Responsibilities of the Workplace Parties in Work Reintegration
This policy sets out the workplace parties’ obligations to co-operate in the work reintegration process, and when relevant, an employer’s obligation to re-employ an injured worker. The WSIB provides education and support to support the workplace parties’ efforts, and ensures compliance of their obligations.
- Penalties for non-co-operation now include both workers and employers
o Worker non-co-operation penalty = reduction of wage loss benefits by 50 per cent (if continues beyond 14 calendar days, the worker’s wage loss benefits may be further reduced or suspended)
o Employer non-co-operation penalty = 50 per cent of the cost of the worker’s wage loss benefits (if continues beyond 14 calendar days, 100 per cent of the cost of the worker’s wage loss benefits, plus 100 per cent of the costs of the worker’s work transition services, with the possibility of the full combined penalty lasting up to 12 months). Small employers (i.e., who employ fewer than 20 workers) are given a longer period to come into compliance, in recognition that they may not have the capability or resources immediately available to achieve WR outcomes
- Worker and employer co-operation obligations continue until any remaining loss of earnings benefit to the worker is locked in at 72 months following the date of injury or the date there is no longer an employment relationship for reasons unrelated to the injury/illness, whichever is earlier.
Determining Suitable Occupation
When workplace parties are unable to arrange a return to suitable and available work, a work transition assessment is provided to determine what help a worker may need to return to work with the injury employer or a new one. Following the assessment, the WSIB collaborates with the worker and employer to determine a suitable occupation for the worker.
- Workers are provided with meaningful input and choice in the process
- Enhanced Work Transition plans that can maximize earning potential are explored for young workers who are between the ages of 15 and 24 (on the date of injury), are not students, apprentices or learners, and have not had a chance to establish their earnings profile.
Work Transition Plan
This policy outlines work transition services for workers who need help to return to work in a different job with the injury employer, or to return to work with a new employer.
- The injury employer may be involved in the development of the work transition plan from the beginning
- Workers are provided input into what upgrading/retraining program they take and their choice of educational institution
- Work transition plans will not generally exceed three years, with one year for academic upgrading and two years for reskilling/retraining
- Some workers retrain best by direct training on the job - these programs will last between four and 26 weeks
- Workers may receive job search training for two weeks, and job placement services for 10 weeks
- For qualified workers over 55, there is an option that allows them to plan their own work transition. These workers can either participate in a work transition plan with the WSIB, or choose to self-direct their own plan over a period of 12 months and find employment on their own.
Work Transition Expenses
The WSIB pays expenses that it considers appropriate for workers to participate in Work Transition assessments or plans.

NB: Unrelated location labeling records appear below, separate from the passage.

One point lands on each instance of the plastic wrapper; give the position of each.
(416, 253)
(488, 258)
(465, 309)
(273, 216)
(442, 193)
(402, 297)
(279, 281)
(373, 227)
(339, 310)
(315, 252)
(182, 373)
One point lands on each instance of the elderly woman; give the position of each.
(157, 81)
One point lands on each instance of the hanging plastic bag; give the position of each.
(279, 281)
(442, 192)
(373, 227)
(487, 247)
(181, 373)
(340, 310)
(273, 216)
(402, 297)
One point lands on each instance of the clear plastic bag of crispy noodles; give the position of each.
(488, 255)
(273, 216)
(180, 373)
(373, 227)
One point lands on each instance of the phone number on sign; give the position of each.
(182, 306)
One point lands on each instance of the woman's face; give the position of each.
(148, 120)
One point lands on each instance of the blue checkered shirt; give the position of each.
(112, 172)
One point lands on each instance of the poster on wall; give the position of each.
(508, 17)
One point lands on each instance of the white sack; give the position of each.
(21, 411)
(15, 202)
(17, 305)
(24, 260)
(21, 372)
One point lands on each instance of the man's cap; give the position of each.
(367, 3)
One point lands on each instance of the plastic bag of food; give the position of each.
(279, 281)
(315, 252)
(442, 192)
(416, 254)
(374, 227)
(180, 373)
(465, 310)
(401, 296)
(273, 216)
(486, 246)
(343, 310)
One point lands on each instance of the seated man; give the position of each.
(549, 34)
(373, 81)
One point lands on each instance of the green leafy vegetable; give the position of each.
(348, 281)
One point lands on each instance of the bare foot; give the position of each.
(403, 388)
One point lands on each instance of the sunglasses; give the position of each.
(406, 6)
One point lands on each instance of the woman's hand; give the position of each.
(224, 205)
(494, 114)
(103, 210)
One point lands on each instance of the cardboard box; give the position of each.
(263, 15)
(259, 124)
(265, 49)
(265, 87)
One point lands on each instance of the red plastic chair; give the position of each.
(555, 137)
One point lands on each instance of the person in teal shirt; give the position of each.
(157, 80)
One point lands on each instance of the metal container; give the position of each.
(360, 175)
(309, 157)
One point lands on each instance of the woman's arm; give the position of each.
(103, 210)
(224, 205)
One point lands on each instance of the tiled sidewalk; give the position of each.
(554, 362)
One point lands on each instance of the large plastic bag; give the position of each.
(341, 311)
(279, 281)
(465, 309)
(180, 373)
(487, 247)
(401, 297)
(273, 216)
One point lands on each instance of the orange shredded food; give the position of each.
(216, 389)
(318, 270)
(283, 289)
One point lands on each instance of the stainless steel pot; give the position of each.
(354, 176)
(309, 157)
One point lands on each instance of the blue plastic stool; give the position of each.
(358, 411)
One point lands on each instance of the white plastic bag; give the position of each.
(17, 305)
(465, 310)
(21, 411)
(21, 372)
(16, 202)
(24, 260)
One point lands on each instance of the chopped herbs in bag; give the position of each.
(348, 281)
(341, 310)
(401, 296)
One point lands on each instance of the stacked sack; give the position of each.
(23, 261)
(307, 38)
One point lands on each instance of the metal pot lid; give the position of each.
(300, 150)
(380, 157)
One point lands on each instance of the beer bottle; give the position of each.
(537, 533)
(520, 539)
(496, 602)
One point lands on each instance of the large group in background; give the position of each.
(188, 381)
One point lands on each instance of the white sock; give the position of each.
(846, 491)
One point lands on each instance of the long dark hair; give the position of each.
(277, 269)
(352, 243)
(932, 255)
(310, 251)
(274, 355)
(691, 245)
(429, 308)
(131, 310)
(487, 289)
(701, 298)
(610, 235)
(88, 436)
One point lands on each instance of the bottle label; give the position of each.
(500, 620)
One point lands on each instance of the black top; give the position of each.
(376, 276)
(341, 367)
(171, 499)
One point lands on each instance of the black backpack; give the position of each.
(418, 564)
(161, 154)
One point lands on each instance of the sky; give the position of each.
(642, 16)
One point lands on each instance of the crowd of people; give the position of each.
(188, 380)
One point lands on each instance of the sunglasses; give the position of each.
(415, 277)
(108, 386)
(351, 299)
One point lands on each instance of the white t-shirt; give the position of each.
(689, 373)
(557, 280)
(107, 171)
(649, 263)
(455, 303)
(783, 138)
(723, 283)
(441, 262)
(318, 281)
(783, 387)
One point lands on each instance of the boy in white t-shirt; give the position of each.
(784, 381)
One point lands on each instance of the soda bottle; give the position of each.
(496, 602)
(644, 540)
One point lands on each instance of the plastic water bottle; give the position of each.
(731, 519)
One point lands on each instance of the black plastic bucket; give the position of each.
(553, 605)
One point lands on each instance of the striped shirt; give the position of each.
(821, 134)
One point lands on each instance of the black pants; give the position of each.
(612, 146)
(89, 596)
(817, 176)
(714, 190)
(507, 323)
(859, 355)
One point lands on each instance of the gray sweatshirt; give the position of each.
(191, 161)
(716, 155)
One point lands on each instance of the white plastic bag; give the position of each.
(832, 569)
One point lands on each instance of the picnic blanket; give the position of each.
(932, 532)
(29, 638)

- Before the Work Transition plan starts, expenses such as tuition fees, books, supplies, special accommodation needs, equipment and travel are agreed to.
- Relocation is a work reintegration option that may be considered when a suitable occupation (SO) is not available with the injury employer or in the local labour market
- The WSIB will pay for appropriate expenses directly related to the worker looking for work in the broader labour market
- Once the worker has secured a job in the broader labour market, the WSIB will pay for appropriate expenses associated with that relocation
- The decision on whether to relocate is the injured worker’s.
- The WSIB has extended the NEER review window to four years, starting with the 2008 accident year. CAD-7, MAP and small business are not impacted by the changes to the NEER policy.